Information Sciences | 2014
David Sánchez; Montserrat Batet; Alexandre Viejo
Abstract Traditionally, redaction has been the method chosen to mitigate the privacy issues related to the declassification of textual documents containing sensitive data. This process is based on removing sensitive words in the documents prior to their release and has the undesired side effect of severely reducing the utility of the content. Document sanitization is a recent alternative to redaction, which avoids utility issues by generalizing the sensitive terms instead of eliminating them.
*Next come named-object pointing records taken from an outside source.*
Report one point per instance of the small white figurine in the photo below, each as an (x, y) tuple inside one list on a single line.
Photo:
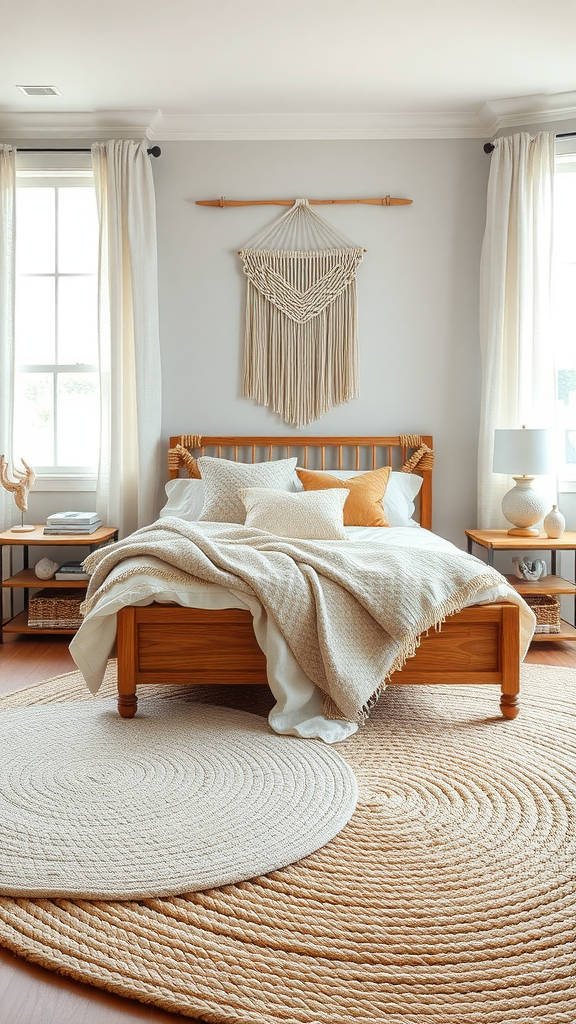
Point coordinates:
[(525, 569), (45, 568), (19, 488)]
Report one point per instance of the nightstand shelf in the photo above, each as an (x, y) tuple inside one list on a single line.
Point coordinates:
[(19, 625), (26, 579), (500, 540)]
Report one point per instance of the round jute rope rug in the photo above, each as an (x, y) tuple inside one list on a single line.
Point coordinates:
[(183, 797), (448, 898)]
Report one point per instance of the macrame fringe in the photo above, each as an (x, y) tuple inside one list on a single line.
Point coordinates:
[(300, 352), (300, 370)]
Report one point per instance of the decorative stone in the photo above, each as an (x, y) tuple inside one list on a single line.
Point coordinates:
[(525, 569), (554, 522), (45, 568)]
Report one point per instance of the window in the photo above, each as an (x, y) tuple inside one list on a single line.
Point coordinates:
[(564, 290), (56, 407)]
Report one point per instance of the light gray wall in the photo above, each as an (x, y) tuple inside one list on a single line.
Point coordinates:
[(417, 289)]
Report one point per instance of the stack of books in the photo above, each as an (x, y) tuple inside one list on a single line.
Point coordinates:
[(72, 570), (72, 522)]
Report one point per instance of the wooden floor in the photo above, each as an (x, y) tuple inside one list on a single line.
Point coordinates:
[(30, 994)]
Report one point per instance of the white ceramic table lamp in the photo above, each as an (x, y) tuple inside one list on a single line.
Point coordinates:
[(524, 454)]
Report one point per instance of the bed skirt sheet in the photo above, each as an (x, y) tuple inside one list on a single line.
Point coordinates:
[(298, 702)]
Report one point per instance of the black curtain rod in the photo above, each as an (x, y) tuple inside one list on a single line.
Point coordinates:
[(154, 152), (488, 146)]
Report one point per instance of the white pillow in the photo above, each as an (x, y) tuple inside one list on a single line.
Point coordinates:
[(311, 515), (222, 479), (186, 499), (399, 497)]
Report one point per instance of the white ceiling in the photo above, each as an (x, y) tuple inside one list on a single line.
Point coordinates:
[(191, 69)]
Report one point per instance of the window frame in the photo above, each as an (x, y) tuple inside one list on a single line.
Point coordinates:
[(57, 170)]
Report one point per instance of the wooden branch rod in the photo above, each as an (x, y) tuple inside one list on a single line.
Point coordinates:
[(385, 201)]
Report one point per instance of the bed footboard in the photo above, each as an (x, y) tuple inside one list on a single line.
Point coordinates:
[(173, 645)]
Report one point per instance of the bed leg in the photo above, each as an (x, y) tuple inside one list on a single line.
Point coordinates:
[(510, 662), (127, 653)]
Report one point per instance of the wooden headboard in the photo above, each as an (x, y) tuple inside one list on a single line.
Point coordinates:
[(361, 454)]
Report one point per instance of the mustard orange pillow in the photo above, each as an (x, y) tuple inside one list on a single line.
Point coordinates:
[(364, 504)]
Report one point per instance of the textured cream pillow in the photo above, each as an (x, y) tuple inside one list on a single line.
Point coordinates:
[(364, 504), (223, 478), (313, 516)]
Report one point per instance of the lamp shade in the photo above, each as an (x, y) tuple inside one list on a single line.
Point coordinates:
[(524, 453)]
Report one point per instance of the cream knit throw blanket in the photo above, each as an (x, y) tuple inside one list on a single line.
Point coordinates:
[(351, 612)]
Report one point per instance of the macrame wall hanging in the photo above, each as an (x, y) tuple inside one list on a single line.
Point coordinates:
[(300, 353)]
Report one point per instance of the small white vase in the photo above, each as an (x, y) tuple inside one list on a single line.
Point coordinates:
[(554, 522)]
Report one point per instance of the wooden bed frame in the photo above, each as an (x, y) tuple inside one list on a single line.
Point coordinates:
[(163, 643)]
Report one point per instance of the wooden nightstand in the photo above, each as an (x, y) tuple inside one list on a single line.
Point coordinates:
[(500, 540), (27, 580)]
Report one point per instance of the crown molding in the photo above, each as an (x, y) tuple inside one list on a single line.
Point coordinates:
[(499, 114), (160, 126)]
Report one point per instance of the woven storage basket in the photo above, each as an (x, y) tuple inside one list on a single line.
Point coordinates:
[(546, 609), (55, 609)]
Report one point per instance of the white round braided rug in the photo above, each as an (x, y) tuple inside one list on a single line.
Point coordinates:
[(448, 898), (180, 798)]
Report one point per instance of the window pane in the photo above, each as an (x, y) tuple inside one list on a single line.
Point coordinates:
[(77, 321), (35, 230), (34, 419), (78, 420), (78, 230), (565, 217), (34, 323)]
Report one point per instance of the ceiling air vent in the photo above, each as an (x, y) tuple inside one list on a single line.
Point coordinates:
[(39, 90)]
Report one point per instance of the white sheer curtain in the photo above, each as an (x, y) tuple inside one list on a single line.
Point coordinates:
[(515, 312), (8, 511), (129, 347)]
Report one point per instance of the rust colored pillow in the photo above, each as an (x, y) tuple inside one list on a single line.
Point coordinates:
[(364, 504)]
Some (semi-)automatic redaction/sanitization schemes can be found in the literature; however, they usually neglect the importance of semantic correlations between the terms of the document, even though these may disclose sanitized/redacted sensitive terms. To tackle this issue, this paper proposes a theoretical framework grounded in the Information Theory, which offers a general model capable of measuring the disclosure risk caused by semantically correlated terms, regardless of the fact that they are proposed for removal or generalization. The new method specifically focuses on generating sanitized documents that retain as much utility (i.e., semantics) as possible while fulfilling the privacy requirements. The implementation of the method has been evaluated in a practical setting, showing that the new approach improves the output’s utility in comparison to the previous work, while retaining a similar level of accuracy.